Он попытался встать, но Филя поймал его за руку и силой вернул на стул:
— Я, между прочим, заплатил за ваш ужин, так что будьте любезны хотя бы выслушать меня! — Сыщик даже не рассчитывал, что просто упоминание Эренбурга, даже без называния фамилии, вызовет такую бурную реакцию. — Так Константин Эренбург, значит, встречался с профессором Кропоткиным?
— Подумаешь, ужин, — буркнул под нос Старостяк. — Пришлите мне счет, оплачу с зарплаты.
— Я спросил: они встречались? — напомнил Агеев.
— Так вот, значит, как вы добываете свою долбаную информацию! Напоить, подкупить. Что ж вы мне телку еще не предложили? — гнул свое аспирант.
— Кончайте нудить. Эренбурга избили до полусмерти, он в реанимации, Кропоткин умер. Я бы поговорил с ним и не отнимал бы вашего драгоценного времени…
— Так ему и надо! — оскалился Старостяк.
— Кропоткину?
— Эренбургу вашему! Не фиг лезть, куда не просят. От вас, журналистов, только вред!
— А поподробнее можно?
— Чего — поподробнее?
— Какой вред от Эренбурга, например? Вы в курсе, о чем он разговаривал с Кропоткиным?
— Я впахивал как проклятый! — Аспирант пропустил вопрос мимо ушей и, прикурив новую сигарету, нервно затянулся. — Мы все впахивали, как проклятые! Пять лет… Целых пять лет! А теперь все коту под хвост. Накрылся мой дисер. Тема накрылась. Кому я нужен без руководителя?
— Да. Я понимаю, — кивнул Филя. — К сожалению, Николай Николаевич скончался. Такая нелепая, неожиданная смерть…
— Вот именно, что нелепая! — рявкнул Старостяк.
— Что вы имеете в виду?
— А вы?!
— Ну… я хотел сказать, что все случилось так неожиданно…
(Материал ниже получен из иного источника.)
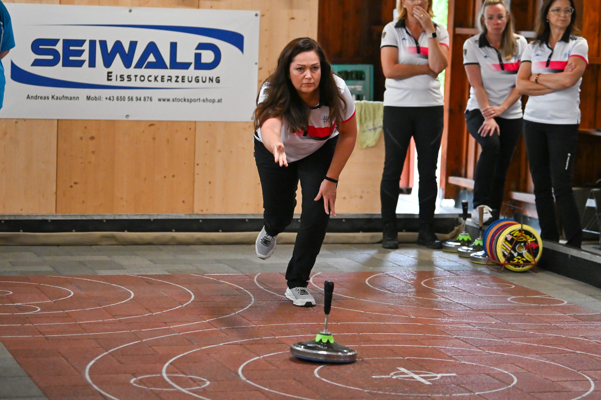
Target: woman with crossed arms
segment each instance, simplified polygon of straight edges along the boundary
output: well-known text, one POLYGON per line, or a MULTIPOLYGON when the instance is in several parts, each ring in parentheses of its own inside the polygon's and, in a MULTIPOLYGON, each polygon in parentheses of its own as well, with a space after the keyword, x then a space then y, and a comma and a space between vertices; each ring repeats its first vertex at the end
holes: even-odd
POLYGON ((588 44, 577 36, 573 0, 545 0, 536 38, 522 55, 517 91, 529 96, 524 140, 534 184, 543 239, 557 242, 554 196, 567 244, 580 247, 582 231, 572 190, 580 123, 580 84, 588 64, 588 44))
— Это для меня неожиданно! А для кого-то ожиданно. Очень даже ожиданно!
— Я не понимаю…
— А вам и не надо. Чего вы вообще ко мне привязались? Что за интервью вы хотите у меня взять? Кому оно интересно?
— Подождите, — попросил Агеев, — вы только что сказали, что кто-то рассчитывал на смерть профессора Кропоткина, я правильно понял?
— Рассчитывал! Подстроил! Спровоцировал! Убил! Какая теперь разница?!
— Э-э нет, разница есть, и очень большая разница. Вы в этом уверены?
— Пять лет… Целых пять лет! — снова заладил свое Старостяк. — И все полетело к черту…
— Надеюсь, Эренбурга вы в смерти профессора не обвиняете?
— Да при чем тут ваш Эренбург?! Чхал шеф на вашего Эренбурга. И послал его без малейшего нервного напряжения. Это враги!
— Какие враги? — Филя не мог решить для себя: Старостяк — псих, свихнувшийся на своих лазерах и теперь панически боящийся остаться без работы и диссертации, или действительно знает что-то такое о смерти Кропоткина, о чем остальные не догадываются.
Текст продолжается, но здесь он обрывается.